Le ton de sa voix était parfaitement lisse et calme mais une fureur démente brillait dans son regard. Zuko sentait déjà le feu ramper dans ses veines, prêt à surgir pour anéantir cet insolent qui osait prétendre…

– Je disais simplement, reprit Lu Fang en bombant le torse, s'avançant vers Zuko pour faire la démonstration de son imposante stature, les bras croisés dans le dos, que si les rumeurs disent vrai, la perversion et la corruption courent dans le sang de la famille royale depuis des générations. Tout comme la folie.

Si votre père, votre grand-père et votre petite garce de sœur semblent ne pas avoir été épargnés, je vois difficilement comment vous auriez pu y échapper vous-même. Cela expliquerait très bien que vous ayez tant tenu à épargner la vie de la princesse alors même qu'elle a essayé de vous tuer à de multiples reprises…

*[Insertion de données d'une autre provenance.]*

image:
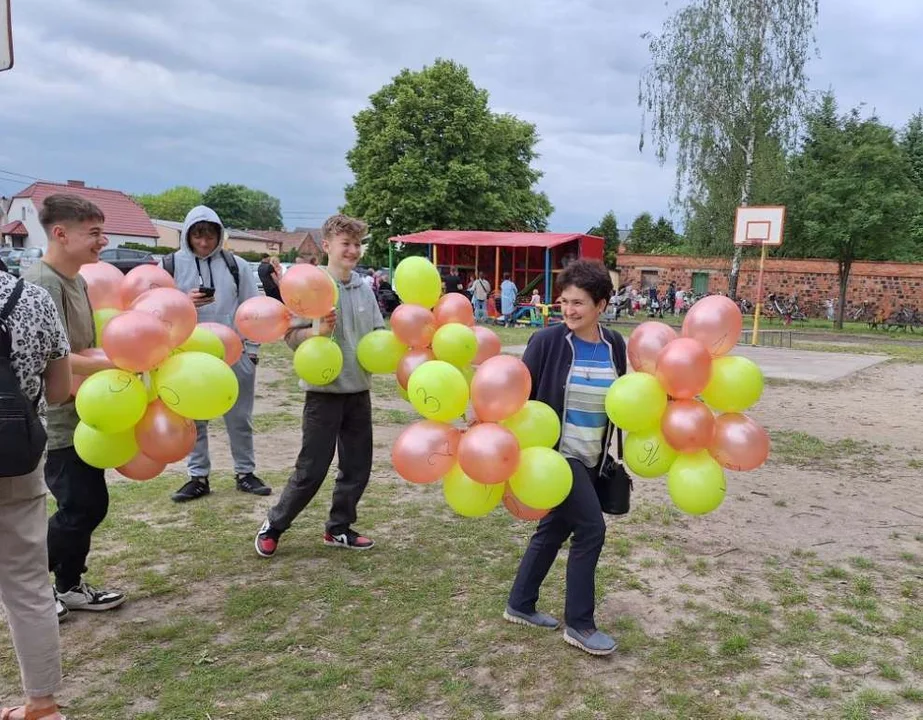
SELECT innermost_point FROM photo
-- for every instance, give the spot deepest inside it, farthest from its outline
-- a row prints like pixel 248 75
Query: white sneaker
pixel 85 597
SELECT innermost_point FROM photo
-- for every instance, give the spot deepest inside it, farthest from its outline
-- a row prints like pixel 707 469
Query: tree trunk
pixel 843 270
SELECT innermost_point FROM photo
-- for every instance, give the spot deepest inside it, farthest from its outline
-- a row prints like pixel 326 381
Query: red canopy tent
pixel 525 256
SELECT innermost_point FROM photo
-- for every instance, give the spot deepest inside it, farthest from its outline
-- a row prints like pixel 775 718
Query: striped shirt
pixel 585 420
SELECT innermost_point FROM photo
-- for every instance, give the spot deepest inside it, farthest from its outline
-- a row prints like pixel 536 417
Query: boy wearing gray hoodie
pixel 337 417
pixel 218 282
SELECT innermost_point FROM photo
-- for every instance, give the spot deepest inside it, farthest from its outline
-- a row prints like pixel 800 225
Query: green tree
pixel 608 229
pixel 850 192
pixel 429 153
pixel 172 204
pixel 725 76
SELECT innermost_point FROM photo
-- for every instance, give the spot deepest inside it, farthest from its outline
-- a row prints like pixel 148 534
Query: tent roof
pixel 490 239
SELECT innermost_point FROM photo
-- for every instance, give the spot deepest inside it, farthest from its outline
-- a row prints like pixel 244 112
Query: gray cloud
pixel 142 96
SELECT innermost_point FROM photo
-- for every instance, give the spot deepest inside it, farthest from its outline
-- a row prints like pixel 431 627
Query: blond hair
pixel 335 225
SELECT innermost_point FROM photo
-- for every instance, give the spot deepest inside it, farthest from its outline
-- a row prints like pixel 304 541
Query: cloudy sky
pixel 141 96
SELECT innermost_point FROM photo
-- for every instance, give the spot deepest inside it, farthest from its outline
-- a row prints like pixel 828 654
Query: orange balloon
pixel 425 451
pixel 716 322
pixel 488 453
pixel 141 467
pixel 683 368
pixel 263 319
pixel 454 307
pixel 740 443
pixel 519 509
pixel 233 346
pixel 413 325
pixel 411 360
pixel 143 278
pixel 173 308
pixel 164 436
pixel 104 285
pixel 308 291
pixel 688 425
pixel 136 341
pixel 646 342
pixel 488 344
pixel 501 386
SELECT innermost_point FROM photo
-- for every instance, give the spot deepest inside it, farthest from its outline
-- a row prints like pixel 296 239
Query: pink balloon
pixel 688 425
pixel 739 443
pixel 683 368
pixel 488 344
pixel 411 360
pixel 104 285
pixel 716 322
pixel 136 341
pixel 141 467
pixel 413 325
pixel 646 342
pixel 164 436
pixel 143 278
pixel 500 388
pixel 308 291
pixel 520 510
pixel 488 453
pixel 454 307
pixel 173 308
pixel 263 319
pixel 233 347
pixel 425 451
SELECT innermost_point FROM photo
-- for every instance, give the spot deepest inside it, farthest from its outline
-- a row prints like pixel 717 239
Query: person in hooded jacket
pixel 218 282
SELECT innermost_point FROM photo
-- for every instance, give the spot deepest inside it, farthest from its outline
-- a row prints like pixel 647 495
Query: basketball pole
pixel 759 298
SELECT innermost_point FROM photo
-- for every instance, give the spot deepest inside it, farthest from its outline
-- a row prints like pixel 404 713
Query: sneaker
pixel 194 488
pixel 248 482
pixel 267 540
pixel 85 597
pixel 350 540
pixel 593 642
pixel 535 619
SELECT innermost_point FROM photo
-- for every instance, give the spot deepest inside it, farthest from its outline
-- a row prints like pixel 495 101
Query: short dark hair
pixel 62 207
pixel 591 276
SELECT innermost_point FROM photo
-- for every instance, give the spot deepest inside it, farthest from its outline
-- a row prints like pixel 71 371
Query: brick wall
pixel 889 285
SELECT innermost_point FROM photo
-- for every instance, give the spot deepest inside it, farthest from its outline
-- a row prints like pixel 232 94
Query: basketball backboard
pixel 759 225
pixel 6 36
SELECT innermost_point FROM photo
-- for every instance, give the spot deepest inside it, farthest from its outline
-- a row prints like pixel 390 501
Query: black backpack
pixel 169 264
pixel 22 431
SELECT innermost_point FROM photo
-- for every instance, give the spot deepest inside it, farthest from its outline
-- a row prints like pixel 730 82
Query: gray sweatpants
pixel 25 590
pixel 239 424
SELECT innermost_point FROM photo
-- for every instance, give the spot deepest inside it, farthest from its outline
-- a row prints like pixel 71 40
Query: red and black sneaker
pixel 267 540
pixel 351 540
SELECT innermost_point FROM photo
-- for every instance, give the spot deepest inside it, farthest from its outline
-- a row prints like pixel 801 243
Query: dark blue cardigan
pixel 549 356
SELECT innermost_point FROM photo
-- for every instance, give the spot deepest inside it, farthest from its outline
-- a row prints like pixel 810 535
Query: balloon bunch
pixel 169 371
pixel 441 362
pixel 672 432
pixel 307 292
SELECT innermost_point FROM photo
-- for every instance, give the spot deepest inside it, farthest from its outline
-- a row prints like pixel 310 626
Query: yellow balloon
pixel 456 344
pixel 380 351
pixel 535 425
pixel 696 483
pixel 104 450
pixel 647 454
pixel 736 384
pixel 467 497
pixel 543 479
pixel 417 282
pixel 438 391
pixel 318 361
pixel 111 401
pixel 635 402
pixel 203 340
pixel 196 385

Bien qu'elle soit déchue de tous ses pouvoirs politiques, vous lui trouvez à l'évidence encore… un certain usage... »

Zuko était trop abasourdi pour répondre. Il lui sembla un moment qu'il n'entendait plus rien. Seul le bruit de son cœur qui tambourinait maintenant dans sa poitrine lui parvenait encore. Sa gorge était extraordinairement sèche.

Ces horribles insinuations, la manière dont il évoquait Azula, comme si elle n'était qu'un vulgaire objet usagé dont il se servirait pour son propre plaisir, le poussait au bord du gouffre.

– Entendons-nous bien, reprit Lu Fang d'un ton faussement cordial, je pense qu'ici tout le monde vous comprend. Bien qu'elle soit folle à lier, on ne peut pas nier qu'elle ait certains atouts sur lesquels on ne cracherait pas nous-mêmes, n'est-ce pas messieurs ?

Il embrassa l'assemblée du regard pour prendre les hommes à témoin. Quelques rires fusèrent mais se turent aussitôt. Puis, il conclut :

– Que ce doit être frustrant de vivre sous le même toit qu'une telle créature et d'être le seul à ne pas pouvoir en profiter… Qui vous blâmerait de réclamer votre part ?

La gerbe de feu avait jailli avant qu'il ait pu songer à la retenir. Presque au même instant, un énorme bloc de pierre surgit du sol, soulevant Lu Fang pour le mettre hors de portée des flammes mortelles. Les deux bras tendus devant lui, serrés en poings, Zuko se prépara à une nouvelle attaque.

Mais il fut aussitôt entouré de nombreuses mains qui le tirèrent en arrière.

« Non, Sire, non ! Je vous en prie ! Arrêtez ! »

De très loin, il lui sembla reconnaître la voix de Kadao. Tout prêt de lui, Kanak se tenait dans une position de combat, visiblement prêt à intervenir si Zuko perdait à nouveau le contrôle de ses nerfs.

– Évacuez le Seigneur du Feu ! ordonnait Kadao.

Trop sidéré pour réagir, Zuko se laissa entraîner hors de la salle du Conseil par des gardes qui le maintenaient solidement.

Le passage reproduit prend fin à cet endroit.